A unified, queryable view of the global legal market.
There's no Bloomberg, no PitchBook, no Crunchbase for the legal industry. Harvest is that platform — tracking several hundred of the world's leading law firms and unifying attorneys, practices, offices, lateral movement, and multi-year market history into one current view, refreshed daily.
The legal industry runs on incomplete information.
Anyone making decisions about law firms — hiring one, recruiting from one, investing in one, or competing with one — pieces together intelligence from a dozen disconnected sources: published rankings, individual firm websites, directories, legal press, LinkedIn, internal CRM exports. Nothing unifies it. Nothing keeps it current.
A simple question — which partners moved firms last quarter, and where did they land? — turns into a research project. The information exists, publicly, scattered across hundreds of sites. But there is no single platform that pulls it together, normalizes it, and keeps it fresh.
Hundreds of firms, one current view.
Through a combination of public sources and in-depth research, Harvest tracks the world's leading law firms — covering several hundred of the most significant firms globally — and unifies attorney profiles, practice areas, office footprints, lateral movement, and multi-year market history into one queryable view. Refreshed daily.
Every firm and every attorney carries a multi-year history rather than a snapshot, so the data answers questions about change — growth, movement, hiring patterns, footprint shifts — not just current state.
The collection layer is the moat.
The challenge isn't designing the database — it's the data itself.
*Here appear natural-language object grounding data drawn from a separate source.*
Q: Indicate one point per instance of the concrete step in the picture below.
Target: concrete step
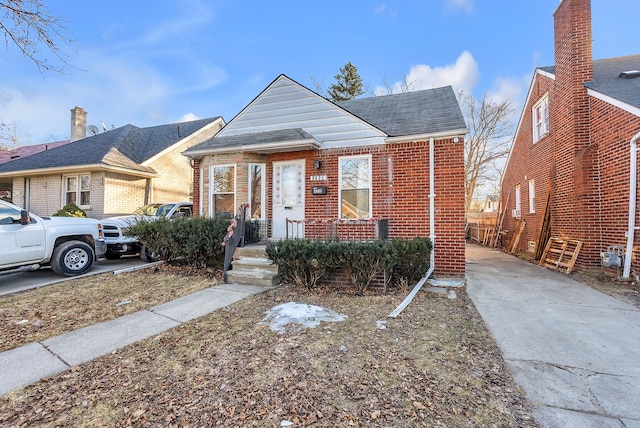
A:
(253, 277)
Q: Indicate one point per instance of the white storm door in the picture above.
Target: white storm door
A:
(288, 196)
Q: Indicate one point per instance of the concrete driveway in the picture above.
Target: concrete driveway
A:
(21, 281)
(574, 350)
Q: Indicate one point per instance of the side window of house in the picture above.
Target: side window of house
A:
(223, 193)
(77, 190)
(532, 196)
(355, 186)
(541, 119)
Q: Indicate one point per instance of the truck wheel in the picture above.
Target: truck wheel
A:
(147, 255)
(72, 258)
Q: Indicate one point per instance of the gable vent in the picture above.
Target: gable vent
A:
(632, 74)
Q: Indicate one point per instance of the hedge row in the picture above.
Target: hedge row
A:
(195, 241)
(305, 262)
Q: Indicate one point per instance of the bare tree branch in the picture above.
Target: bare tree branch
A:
(490, 136)
(31, 28)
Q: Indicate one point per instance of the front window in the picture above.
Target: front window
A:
(77, 190)
(541, 119)
(223, 190)
(355, 187)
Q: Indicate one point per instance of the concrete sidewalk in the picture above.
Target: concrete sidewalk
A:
(29, 363)
(574, 350)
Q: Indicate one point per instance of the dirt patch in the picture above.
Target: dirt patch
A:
(434, 365)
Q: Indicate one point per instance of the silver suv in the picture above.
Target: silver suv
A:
(118, 244)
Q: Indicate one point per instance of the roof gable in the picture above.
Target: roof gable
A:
(285, 104)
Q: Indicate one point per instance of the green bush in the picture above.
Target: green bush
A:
(412, 261)
(196, 241)
(302, 261)
(70, 210)
(363, 261)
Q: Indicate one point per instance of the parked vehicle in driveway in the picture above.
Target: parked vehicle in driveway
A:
(70, 245)
(115, 228)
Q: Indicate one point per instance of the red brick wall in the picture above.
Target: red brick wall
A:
(404, 200)
(584, 160)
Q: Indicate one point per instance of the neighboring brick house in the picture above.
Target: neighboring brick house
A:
(110, 173)
(572, 146)
(292, 154)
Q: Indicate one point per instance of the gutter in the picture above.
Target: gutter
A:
(633, 186)
(432, 234)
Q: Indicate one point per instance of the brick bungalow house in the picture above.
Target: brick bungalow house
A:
(294, 156)
(574, 153)
(109, 173)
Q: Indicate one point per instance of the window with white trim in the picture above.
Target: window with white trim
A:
(223, 190)
(355, 186)
(532, 196)
(541, 119)
(517, 212)
(77, 190)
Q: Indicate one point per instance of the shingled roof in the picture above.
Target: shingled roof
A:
(126, 147)
(428, 111)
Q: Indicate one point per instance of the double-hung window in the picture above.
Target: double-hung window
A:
(77, 190)
(223, 190)
(532, 196)
(541, 119)
(355, 186)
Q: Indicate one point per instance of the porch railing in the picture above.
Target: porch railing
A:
(338, 229)
(234, 238)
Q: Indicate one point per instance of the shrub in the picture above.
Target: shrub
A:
(196, 241)
(412, 261)
(70, 210)
(363, 261)
(302, 261)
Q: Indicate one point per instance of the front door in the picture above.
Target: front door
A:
(288, 197)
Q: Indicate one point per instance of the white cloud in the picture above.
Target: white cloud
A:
(460, 5)
(462, 75)
(188, 117)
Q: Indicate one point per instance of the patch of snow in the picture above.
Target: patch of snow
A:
(301, 314)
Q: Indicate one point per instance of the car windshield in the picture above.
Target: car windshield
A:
(155, 210)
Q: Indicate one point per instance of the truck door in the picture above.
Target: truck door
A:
(20, 244)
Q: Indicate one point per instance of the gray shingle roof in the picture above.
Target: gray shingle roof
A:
(411, 113)
(606, 78)
(135, 144)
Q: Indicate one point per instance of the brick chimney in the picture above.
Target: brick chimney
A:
(78, 124)
(569, 121)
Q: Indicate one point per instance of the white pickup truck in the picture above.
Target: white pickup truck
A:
(115, 228)
(69, 245)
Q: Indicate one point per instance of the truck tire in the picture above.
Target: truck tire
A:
(147, 255)
(72, 258)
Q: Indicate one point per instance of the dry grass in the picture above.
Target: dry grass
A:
(435, 365)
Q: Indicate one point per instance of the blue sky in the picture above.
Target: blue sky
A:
(146, 63)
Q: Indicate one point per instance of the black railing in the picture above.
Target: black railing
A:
(234, 238)
(338, 229)
(256, 231)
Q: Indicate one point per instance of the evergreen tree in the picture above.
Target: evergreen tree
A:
(348, 84)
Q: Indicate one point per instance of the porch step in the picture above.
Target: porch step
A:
(250, 265)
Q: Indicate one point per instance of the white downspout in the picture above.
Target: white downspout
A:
(432, 234)
(633, 185)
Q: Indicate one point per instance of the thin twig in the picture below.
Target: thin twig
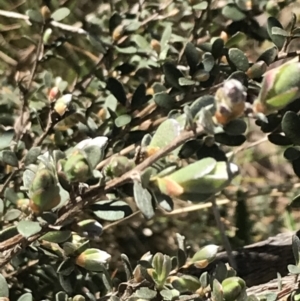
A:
(13, 245)
(221, 228)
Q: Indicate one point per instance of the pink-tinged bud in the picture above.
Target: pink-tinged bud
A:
(53, 94)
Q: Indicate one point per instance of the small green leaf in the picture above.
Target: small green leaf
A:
(291, 153)
(186, 283)
(239, 59)
(139, 97)
(11, 195)
(28, 228)
(169, 294)
(57, 236)
(257, 70)
(66, 267)
(89, 228)
(230, 11)
(279, 31)
(32, 155)
(143, 200)
(166, 36)
(35, 16)
(165, 134)
(201, 102)
(6, 138)
(145, 293)
(278, 40)
(12, 214)
(205, 256)
(126, 50)
(201, 6)
(235, 39)
(122, 120)
(164, 100)
(60, 14)
(110, 210)
(192, 56)
(183, 81)
(217, 48)
(208, 61)
(230, 140)
(116, 88)
(8, 233)
(235, 127)
(217, 292)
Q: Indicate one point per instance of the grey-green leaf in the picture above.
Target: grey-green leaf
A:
(122, 120)
(28, 228)
(60, 14)
(164, 100)
(230, 11)
(34, 15)
(143, 200)
(278, 40)
(12, 214)
(6, 139)
(32, 155)
(111, 210)
(26, 297)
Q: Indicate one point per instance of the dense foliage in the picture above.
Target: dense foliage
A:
(105, 104)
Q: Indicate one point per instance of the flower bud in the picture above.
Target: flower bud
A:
(233, 287)
(76, 168)
(92, 259)
(62, 104)
(44, 191)
(206, 176)
(229, 102)
(53, 94)
(280, 87)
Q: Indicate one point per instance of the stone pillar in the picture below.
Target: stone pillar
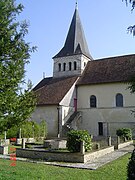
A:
(118, 140)
(109, 141)
(82, 148)
(23, 143)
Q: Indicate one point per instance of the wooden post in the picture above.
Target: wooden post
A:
(23, 143)
(109, 141)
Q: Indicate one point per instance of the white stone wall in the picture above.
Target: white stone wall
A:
(80, 60)
(112, 117)
(50, 115)
(67, 104)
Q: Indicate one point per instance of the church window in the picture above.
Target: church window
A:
(59, 67)
(70, 66)
(75, 65)
(119, 100)
(64, 66)
(93, 101)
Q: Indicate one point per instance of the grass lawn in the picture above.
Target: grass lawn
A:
(115, 170)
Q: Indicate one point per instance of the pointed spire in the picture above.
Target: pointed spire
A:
(75, 42)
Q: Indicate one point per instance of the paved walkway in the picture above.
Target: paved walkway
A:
(89, 165)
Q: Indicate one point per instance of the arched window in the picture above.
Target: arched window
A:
(119, 100)
(70, 66)
(75, 65)
(59, 66)
(64, 66)
(93, 101)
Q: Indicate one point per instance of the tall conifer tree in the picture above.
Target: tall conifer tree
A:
(16, 104)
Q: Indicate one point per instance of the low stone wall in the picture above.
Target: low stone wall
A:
(122, 145)
(62, 156)
(4, 150)
(91, 156)
(55, 144)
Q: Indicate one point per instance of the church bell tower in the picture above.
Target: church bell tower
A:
(73, 57)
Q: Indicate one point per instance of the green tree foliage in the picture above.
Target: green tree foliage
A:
(124, 133)
(16, 104)
(131, 167)
(74, 138)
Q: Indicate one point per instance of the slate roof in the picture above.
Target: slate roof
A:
(75, 42)
(50, 91)
(108, 70)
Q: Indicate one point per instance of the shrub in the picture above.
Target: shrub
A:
(74, 139)
(124, 133)
(131, 167)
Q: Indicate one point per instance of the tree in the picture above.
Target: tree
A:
(16, 104)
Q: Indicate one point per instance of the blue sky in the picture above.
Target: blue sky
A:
(104, 22)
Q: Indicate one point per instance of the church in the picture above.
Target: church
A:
(84, 93)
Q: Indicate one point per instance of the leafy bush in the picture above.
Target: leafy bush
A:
(124, 133)
(131, 167)
(74, 139)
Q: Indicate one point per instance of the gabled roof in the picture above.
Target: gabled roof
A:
(75, 42)
(108, 70)
(50, 91)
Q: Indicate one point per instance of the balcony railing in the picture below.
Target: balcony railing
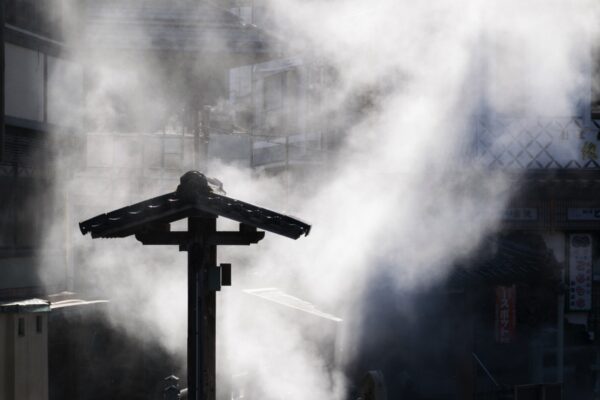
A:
(540, 143)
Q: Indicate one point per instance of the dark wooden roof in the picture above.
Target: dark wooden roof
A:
(516, 258)
(195, 196)
(180, 25)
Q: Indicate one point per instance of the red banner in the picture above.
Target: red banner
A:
(506, 313)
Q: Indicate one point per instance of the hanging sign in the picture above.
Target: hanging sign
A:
(506, 313)
(580, 272)
(583, 214)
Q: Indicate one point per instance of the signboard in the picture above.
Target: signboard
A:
(580, 272)
(583, 214)
(520, 214)
(506, 313)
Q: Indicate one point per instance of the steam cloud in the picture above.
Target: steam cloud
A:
(402, 197)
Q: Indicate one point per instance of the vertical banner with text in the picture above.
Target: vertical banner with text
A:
(506, 313)
(580, 272)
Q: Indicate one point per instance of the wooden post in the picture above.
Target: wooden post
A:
(201, 310)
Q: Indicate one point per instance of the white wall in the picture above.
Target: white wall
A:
(24, 80)
(23, 359)
(64, 92)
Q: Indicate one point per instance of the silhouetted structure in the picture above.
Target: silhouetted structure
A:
(196, 198)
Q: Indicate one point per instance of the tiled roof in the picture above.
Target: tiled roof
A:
(181, 25)
(514, 259)
(195, 196)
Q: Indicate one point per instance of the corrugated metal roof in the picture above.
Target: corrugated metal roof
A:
(280, 297)
(25, 306)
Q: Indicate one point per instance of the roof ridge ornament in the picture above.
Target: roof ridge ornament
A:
(193, 183)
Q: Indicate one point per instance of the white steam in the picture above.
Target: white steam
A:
(403, 196)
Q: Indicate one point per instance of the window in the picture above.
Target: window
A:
(21, 327)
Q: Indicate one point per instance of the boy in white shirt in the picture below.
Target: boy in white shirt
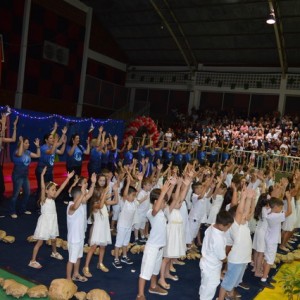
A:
(143, 199)
(127, 218)
(197, 214)
(153, 251)
(213, 255)
(76, 220)
(273, 234)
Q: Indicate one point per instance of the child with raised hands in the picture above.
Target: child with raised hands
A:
(273, 232)
(127, 218)
(47, 225)
(240, 253)
(100, 231)
(213, 254)
(76, 221)
(157, 239)
(176, 246)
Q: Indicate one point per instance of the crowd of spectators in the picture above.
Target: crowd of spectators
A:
(270, 133)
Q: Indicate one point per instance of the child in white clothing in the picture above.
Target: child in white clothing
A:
(197, 215)
(76, 220)
(273, 233)
(213, 254)
(100, 231)
(47, 225)
(153, 251)
(143, 199)
(128, 217)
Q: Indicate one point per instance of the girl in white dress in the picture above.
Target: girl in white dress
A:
(47, 225)
(289, 224)
(217, 200)
(176, 246)
(100, 231)
(261, 211)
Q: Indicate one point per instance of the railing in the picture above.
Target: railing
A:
(259, 160)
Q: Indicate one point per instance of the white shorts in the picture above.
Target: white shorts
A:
(194, 227)
(270, 253)
(210, 279)
(75, 251)
(123, 236)
(116, 212)
(151, 261)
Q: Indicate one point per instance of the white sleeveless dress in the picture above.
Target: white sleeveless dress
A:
(260, 232)
(47, 225)
(290, 221)
(297, 223)
(215, 208)
(101, 235)
(175, 235)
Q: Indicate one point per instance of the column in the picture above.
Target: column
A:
(282, 92)
(88, 25)
(131, 99)
(23, 52)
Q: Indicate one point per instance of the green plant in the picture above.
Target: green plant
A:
(291, 282)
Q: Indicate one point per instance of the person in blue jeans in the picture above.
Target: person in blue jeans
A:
(22, 159)
(4, 139)
(49, 149)
(76, 153)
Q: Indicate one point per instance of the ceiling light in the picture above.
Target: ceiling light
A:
(271, 19)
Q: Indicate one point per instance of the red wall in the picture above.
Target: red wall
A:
(48, 85)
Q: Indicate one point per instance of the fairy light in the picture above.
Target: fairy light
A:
(59, 117)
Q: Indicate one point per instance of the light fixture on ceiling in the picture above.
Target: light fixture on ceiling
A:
(271, 19)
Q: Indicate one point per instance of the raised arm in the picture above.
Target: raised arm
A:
(20, 149)
(38, 149)
(63, 185)
(176, 195)
(99, 135)
(157, 204)
(289, 206)
(88, 195)
(115, 189)
(88, 147)
(14, 135)
(43, 187)
(77, 202)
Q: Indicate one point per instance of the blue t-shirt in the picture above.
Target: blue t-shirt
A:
(150, 154)
(113, 156)
(75, 160)
(168, 156)
(178, 158)
(21, 163)
(187, 157)
(141, 153)
(201, 155)
(95, 158)
(213, 155)
(46, 160)
(158, 154)
(128, 157)
(105, 157)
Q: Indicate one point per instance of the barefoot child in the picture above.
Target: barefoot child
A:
(213, 255)
(76, 221)
(153, 252)
(100, 231)
(47, 225)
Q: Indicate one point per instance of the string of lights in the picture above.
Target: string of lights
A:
(55, 116)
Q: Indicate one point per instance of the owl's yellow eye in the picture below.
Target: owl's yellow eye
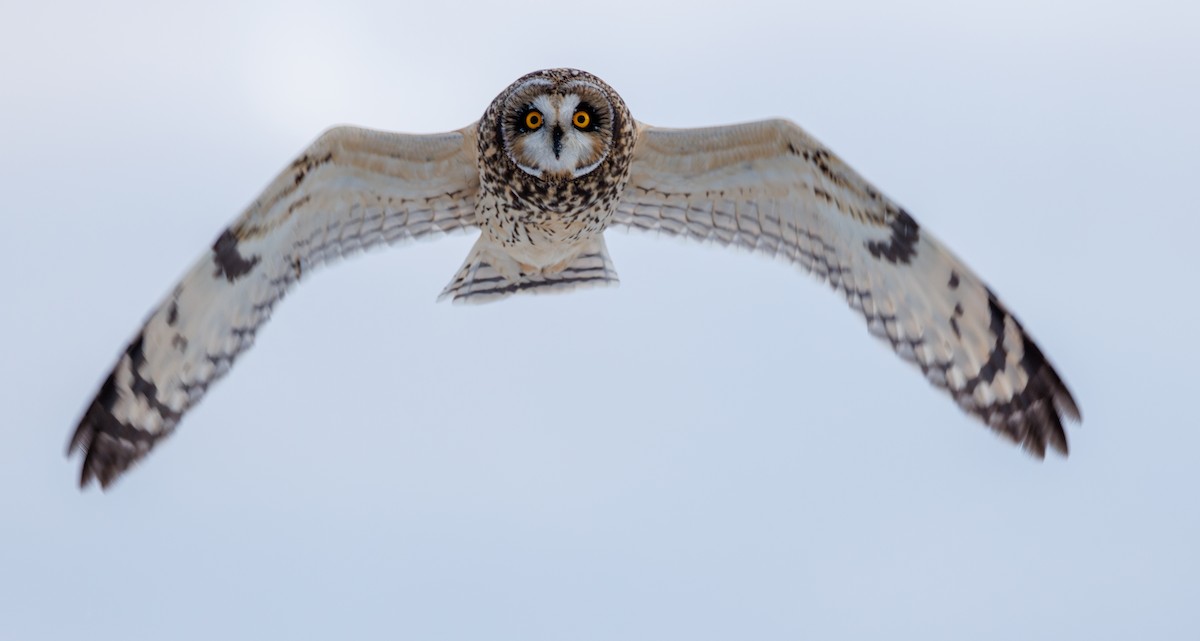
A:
(533, 120)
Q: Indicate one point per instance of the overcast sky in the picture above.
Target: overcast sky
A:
(717, 449)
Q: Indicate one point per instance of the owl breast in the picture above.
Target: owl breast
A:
(555, 153)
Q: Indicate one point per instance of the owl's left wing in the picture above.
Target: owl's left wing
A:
(771, 187)
(349, 190)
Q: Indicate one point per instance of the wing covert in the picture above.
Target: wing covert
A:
(769, 187)
(352, 189)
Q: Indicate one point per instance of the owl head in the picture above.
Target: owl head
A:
(559, 125)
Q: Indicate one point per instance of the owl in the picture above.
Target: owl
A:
(555, 161)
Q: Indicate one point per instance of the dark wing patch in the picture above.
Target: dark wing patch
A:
(353, 189)
(771, 187)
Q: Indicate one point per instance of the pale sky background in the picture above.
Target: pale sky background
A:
(717, 449)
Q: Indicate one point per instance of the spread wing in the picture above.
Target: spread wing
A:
(771, 187)
(349, 190)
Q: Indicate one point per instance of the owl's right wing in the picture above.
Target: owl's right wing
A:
(771, 187)
(349, 190)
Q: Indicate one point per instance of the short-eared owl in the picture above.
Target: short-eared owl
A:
(555, 161)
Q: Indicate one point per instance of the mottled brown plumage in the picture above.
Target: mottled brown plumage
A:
(556, 160)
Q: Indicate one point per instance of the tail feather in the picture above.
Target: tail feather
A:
(490, 274)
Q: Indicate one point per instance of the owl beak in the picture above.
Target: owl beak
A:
(557, 135)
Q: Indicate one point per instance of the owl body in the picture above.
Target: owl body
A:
(555, 161)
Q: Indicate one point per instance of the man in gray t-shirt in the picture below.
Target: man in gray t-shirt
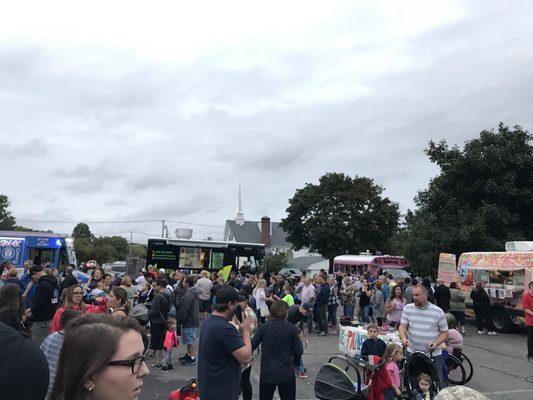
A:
(423, 327)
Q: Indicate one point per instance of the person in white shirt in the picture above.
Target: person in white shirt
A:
(205, 285)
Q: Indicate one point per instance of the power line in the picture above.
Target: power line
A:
(40, 221)
(193, 223)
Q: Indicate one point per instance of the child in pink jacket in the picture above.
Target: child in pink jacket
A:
(171, 341)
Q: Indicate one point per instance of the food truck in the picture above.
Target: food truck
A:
(507, 275)
(40, 247)
(369, 264)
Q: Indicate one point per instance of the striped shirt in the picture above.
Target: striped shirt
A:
(424, 326)
(51, 348)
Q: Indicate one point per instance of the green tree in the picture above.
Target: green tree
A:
(341, 215)
(82, 231)
(7, 221)
(482, 198)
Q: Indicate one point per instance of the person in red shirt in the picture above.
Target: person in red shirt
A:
(527, 305)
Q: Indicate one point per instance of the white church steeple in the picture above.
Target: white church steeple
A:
(239, 216)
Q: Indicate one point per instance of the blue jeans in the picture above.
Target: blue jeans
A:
(348, 310)
(309, 318)
(332, 314)
(365, 314)
(322, 310)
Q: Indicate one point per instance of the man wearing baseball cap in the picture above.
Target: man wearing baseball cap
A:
(222, 349)
(44, 302)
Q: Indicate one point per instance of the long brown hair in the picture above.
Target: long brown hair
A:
(90, 342)
(122, 296)
(68, 302)
(11, 300)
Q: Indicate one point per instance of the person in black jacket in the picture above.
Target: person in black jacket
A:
(11, 307)
(158, 318)
(188, 319)
(70, 279)
(321, 302)
(44, 302)
(481, 305)
(442, 296)
(281, 350)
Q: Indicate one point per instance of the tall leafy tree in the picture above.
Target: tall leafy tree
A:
(82, 231)
(482, 197)
(7, 221)
(341, 215)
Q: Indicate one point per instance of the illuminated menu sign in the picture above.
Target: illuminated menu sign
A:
(163, 255)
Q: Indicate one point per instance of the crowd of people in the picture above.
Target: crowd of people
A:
(94, 336)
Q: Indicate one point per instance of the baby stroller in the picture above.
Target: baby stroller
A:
(333, 382)
(140, 313)
(417, 363)
(187, 392)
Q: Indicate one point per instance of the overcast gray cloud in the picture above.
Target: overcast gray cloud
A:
(159, 112)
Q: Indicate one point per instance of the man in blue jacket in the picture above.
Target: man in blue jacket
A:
(321, 302)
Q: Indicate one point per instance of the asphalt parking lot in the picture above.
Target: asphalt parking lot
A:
(501, 370)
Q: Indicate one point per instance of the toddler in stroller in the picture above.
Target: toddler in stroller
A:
(420, 377)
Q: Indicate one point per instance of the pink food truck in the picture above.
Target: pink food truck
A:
(506, 273)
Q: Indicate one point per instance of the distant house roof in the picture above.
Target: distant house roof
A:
(250, 232)
(302, 263)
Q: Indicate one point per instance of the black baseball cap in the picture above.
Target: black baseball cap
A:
(226, 294)
(33, 270)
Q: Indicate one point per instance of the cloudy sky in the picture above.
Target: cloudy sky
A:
(123, 110)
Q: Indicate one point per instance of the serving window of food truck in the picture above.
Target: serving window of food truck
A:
(506, 274)
(367, 264)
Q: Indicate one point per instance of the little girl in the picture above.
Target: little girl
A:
(424, 386)
(394, 355)
(385, 384)
(171, 341)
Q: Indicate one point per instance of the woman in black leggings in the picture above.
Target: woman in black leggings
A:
(281, 350)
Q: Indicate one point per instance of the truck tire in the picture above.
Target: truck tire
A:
(501, 320)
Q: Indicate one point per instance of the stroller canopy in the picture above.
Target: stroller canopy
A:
(333, 383)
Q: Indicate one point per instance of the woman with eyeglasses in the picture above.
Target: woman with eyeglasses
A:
(73, 300)
(102, 358)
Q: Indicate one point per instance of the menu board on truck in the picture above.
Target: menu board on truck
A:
(447, 267)
(12, 249)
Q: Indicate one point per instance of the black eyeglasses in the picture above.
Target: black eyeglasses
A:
(135, 363)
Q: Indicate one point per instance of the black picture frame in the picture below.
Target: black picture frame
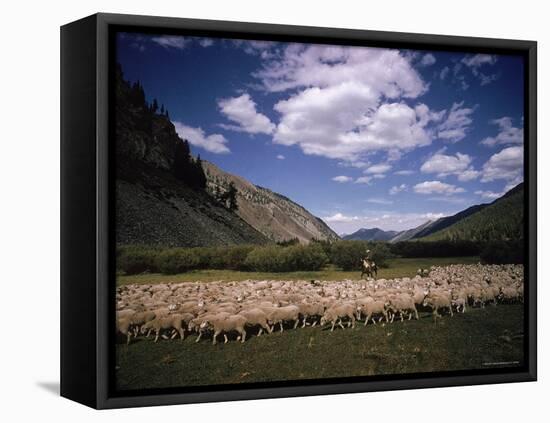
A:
(87, 200)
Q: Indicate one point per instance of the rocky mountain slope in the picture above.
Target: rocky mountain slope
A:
(275, 216)
(164, 196)
(153, 206)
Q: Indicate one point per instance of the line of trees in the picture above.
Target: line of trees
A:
(292, 256)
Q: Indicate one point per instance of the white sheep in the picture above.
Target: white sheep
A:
(335, 314)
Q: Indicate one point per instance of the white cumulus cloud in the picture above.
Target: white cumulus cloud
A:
(456, 124)
(342, 179)
(507, 133)
(214, 143)
(346, 102)
(506, 164)
(242, 111)
(396, 189)
(428, 59)
(437, 187)
(172, 41)
(444, 165)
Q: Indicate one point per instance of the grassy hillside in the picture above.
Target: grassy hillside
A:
(481, 338)
(397, 268)
(501, 220)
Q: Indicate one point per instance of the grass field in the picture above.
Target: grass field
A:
(480, 338)
(398, 267)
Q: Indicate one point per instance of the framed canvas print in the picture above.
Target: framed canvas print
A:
(255, 211)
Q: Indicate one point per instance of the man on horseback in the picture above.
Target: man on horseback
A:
(368, 266)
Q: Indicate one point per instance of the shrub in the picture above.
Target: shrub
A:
(264, 259)
(134, 259)
(503, 252)
(178, 260)
(234, 258)
(413, 249)
(286, 259)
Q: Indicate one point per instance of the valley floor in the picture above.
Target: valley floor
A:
(398, 267)
(481, 338)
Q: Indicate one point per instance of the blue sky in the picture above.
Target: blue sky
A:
(361, 137)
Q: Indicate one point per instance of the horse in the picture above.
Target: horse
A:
(369, 268)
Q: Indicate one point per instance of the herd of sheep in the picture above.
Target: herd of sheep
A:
(223, 308)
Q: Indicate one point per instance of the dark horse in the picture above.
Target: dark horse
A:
(369, 268)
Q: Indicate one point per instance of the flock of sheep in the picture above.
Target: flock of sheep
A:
(221, 308)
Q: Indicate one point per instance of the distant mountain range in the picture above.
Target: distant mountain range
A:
(373, 234)
(166, 196)
(275, 216)
(500, 220)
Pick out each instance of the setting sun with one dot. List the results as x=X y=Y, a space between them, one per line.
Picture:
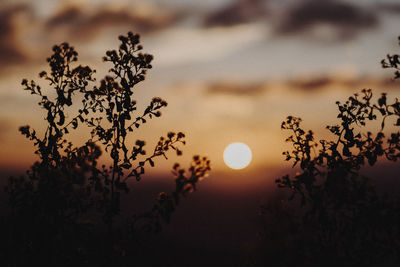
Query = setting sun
x=237 y=156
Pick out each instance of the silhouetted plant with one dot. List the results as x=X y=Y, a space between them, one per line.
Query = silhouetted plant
x=346 y=221
x=66 y=185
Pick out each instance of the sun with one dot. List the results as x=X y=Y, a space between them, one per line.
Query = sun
x=237 y=156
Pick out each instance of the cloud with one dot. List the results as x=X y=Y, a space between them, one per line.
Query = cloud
x=240 y=89
x=10 y=51
x=5 y=126
x=393 y=8
x=238 y=12
x=343 y=17
x=316 y=83
x=85 y=24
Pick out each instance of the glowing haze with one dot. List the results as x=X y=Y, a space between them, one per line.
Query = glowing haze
x=230 y=70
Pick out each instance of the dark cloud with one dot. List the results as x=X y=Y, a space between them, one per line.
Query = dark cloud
x=347 y=19
x=10 y=51
x=389 y=7
x=240 y=11
x=311 y=84
x=230 y=88
x=83 y=24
Law firm websites are notoriously inconsistent and increasingly hostile to automation, and each one structures its people pages differently. There is no shared schema, no canonical directory, no API. Anti-bot defenses block most public-source aggregation outright.
Harvest's collection layer is what makes the rest possible — and the reason no one has built this before.
Three layers: collect, structure, expose.
- Collection. A fleet of ~450 firm-specific extractors, each tuned to a particular firm's site structure, runs on a managed scraping infrastructure. An adaptive proxy layer escalates through three modes — direct request, datacenter IPs, full browser rendering — to get past the anti-bot defenses that block most public-source aggregation. Raw HTML is archived to cloud storage, so new fields can be re-extracted from history without re-crawling.
- Data. Extracted records — attorneys, titles, offices, practice areas, sectors, contact details — flow into a unified PostgreSQL database with semantic search built on pgvector. Public ranking and market context is layered alongside, giving every firm and attorney a multi-year history rather than a snapshot.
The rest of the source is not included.